Investigation on Mechanism of Microstructure Evolution during Multi-Process Hot Forming of GH4169 Superalloy Forging

• Published in: Materials Vol. 17; no. 7; p. 1697
• Main Authors: Chen, Ming-Song, Cai, Hong-Wei, Lin, Yong-Cheng, Wang, Guan-Qiang, Li, Hong-Bin, Liu, An, Li, Ze-Hao, Peng, Shan
• Format: Journal Article
• Language: English
• Published: Switzerland MDPI AG 07.04.2024
• Subjects: Aging; Alloys; Annealing; Deformation; Dynamic recrystallization; Evolution; Forging; Forgings; Grain boundaries; Grain size; Heat treatment; High temperature; Hot forming; Hot working; Microstructure; Misalignment; Nickel alloys; Nickel base alloys; Nucleation; Predeformation; Scanning electron microscopy; Strain distribution; Superalloys; Temperature; United States > US; GH4169 superalloy; δ phase; dynamic recrystallization nucleation; multi-process hot forming
• ISSN: 1996-1944; 1996-1944
• DOI: 10.3390/ma17071697

Typically, in the manufacturing of GH4169 superalloy forgings, the multi-process hot forming that consists of pre-deformation, heat treatment and final deformation is required. This study focuses on the microstructural evolution throughout hot working processes. Considering that δ phase can promote nucleation and limit the growth of grains, a process route was designed, including pre-deformation, aging treatment (AT) to precipitate sufficient δ phases, high temperature holding (HTH) to uniformly heat the forging, and final deformation.

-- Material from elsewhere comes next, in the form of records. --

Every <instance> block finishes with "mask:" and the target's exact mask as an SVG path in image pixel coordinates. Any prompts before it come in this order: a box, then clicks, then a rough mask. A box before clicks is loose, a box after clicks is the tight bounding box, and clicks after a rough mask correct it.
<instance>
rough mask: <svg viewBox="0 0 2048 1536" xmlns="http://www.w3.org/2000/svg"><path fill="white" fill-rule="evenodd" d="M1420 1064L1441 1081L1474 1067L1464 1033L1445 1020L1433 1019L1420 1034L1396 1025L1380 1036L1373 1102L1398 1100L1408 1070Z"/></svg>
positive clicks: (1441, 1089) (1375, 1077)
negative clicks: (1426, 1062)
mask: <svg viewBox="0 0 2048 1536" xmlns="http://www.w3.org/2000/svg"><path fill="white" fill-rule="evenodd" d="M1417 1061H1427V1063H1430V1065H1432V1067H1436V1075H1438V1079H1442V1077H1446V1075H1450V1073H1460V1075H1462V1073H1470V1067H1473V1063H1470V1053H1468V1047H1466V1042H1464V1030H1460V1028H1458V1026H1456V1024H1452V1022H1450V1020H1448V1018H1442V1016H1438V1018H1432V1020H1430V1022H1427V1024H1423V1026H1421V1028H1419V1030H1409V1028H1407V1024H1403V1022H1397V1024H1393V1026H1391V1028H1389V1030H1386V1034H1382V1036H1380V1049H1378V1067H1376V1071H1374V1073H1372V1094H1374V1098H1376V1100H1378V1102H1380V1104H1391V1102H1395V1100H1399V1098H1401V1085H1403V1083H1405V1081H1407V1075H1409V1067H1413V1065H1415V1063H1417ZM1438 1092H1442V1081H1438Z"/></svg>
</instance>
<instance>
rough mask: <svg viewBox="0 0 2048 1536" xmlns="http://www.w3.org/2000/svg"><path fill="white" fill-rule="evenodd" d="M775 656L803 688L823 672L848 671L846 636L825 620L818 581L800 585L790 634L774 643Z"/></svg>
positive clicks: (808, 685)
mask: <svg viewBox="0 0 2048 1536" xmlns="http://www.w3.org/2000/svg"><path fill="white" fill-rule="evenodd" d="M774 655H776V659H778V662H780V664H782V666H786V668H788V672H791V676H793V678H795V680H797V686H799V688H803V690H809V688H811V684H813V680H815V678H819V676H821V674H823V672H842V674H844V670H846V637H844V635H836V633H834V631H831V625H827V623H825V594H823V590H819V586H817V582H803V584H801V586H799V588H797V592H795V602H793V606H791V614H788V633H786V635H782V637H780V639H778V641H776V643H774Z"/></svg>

The results show that the uneven strain distribution after pre-deformation has a significant impact on the subsequent refinement of the grain microstructure due to the complex coupling relationship between the evolution of the δ phase and recrystallization behavior. After the final deformation, the fine-grain microstructure with short rod-like δ phases as boundaries is easy to form in the region with a large strain of the pre-forging. However, necklace-like mixed grain microstructure is formed in the region with a small strain of the pre-forging. In addition, when the microstructure before final deformation consists of mixed grains, dynamic recrystallization (DRX) nucleation behavior preferentially depends on kernel average misorientation (KAM) values. A large KAM can promote the formation of DRX nuclei. When the KAM values are close, a smaller average grain size of mixed-grain microstructure is more conductive to promote the DRX nucleation. Finally, the interaction mechanisms between δ phase and DRX nucleation are revealed.